Purification and Properties of Intracellular Clotting Factor, Factor B, from Horseshoe Crab (Tachypleus tridentatus) Hemocytes1

Abstract

An intracellular clotting factor, factor B, which is closely associated with the hemolymph coagulation system of horseshoe crab ( Tachypleus tridentatus ), was purified and characterized. The purified preparation gave a single band ( Mr = 64,000) on sodium dodecyl sulfate-polyacrylamide gel electrophoresis (SDS-PAGE) in the absence of 2-mercaptoethanol, while three bands ( Mr = 64,000, 40,000, and 25,000) were detected on SDS-PAGE after reduction. This preparation was converted by limulus clotting factor C¯ to an activated form, factor B¯, with Mr = 56,000 consisting of a heavy chain ( Mr = 32,000) and a light chain ( Mr = 25,000) bridged by disulfide linkage(s).

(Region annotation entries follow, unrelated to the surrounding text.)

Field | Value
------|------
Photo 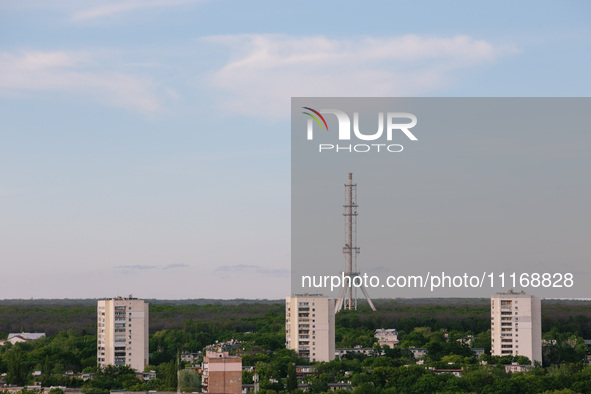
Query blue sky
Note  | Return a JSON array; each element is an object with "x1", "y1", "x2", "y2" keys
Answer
[{"x1": 0, "y1": 0, "x2": 591, "y2": 298}]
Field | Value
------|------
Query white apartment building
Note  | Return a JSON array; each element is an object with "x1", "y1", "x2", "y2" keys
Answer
[
  {"x1": 97, "y1": 296, "x2": 149, "y2": 372},
  {"x1": 490, "y1": 290, "x2": 542, "y2": 364},
  {"x1": 285, "y1": 294, "x2": 335, "y2": 361}
]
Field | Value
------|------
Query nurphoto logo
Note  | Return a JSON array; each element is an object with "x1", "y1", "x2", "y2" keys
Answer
[{"x1": 302, "y1": 107, "x2": 418, "y2": 153}]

The factor B¯, which was produced separately by treating the partially purified factor B with factor C¯, was also purified. It gave a single band on unreduced SDS-PAGE and two bands on reduced SDS-PAGE. The purified factor B¯ had Mr of 56,000 consistmg of a heavy chain ( Mr = 32,000) and a light chain ( Mr = 25,000). These results indicated that the purified factor B zymogen is a mixture of single-chain and two-chain forms, both of which have the same molecular weight of 64,000, and that these two forms are converted to factor B¯ by factor C¯. The diisopropyl phosphorofluoridate-sensitive site of factor B¯ was found in the heavy chain. The reconstitution studies using purified factor C, factor B, proclotting enzyme and coagulogen in the presence of lipopolysaccharide indicated that factor B is an essential component to complete sequential activation of the limulus clotting system, and that it specifically activates proclotting enzyme to the active clotting enzyme.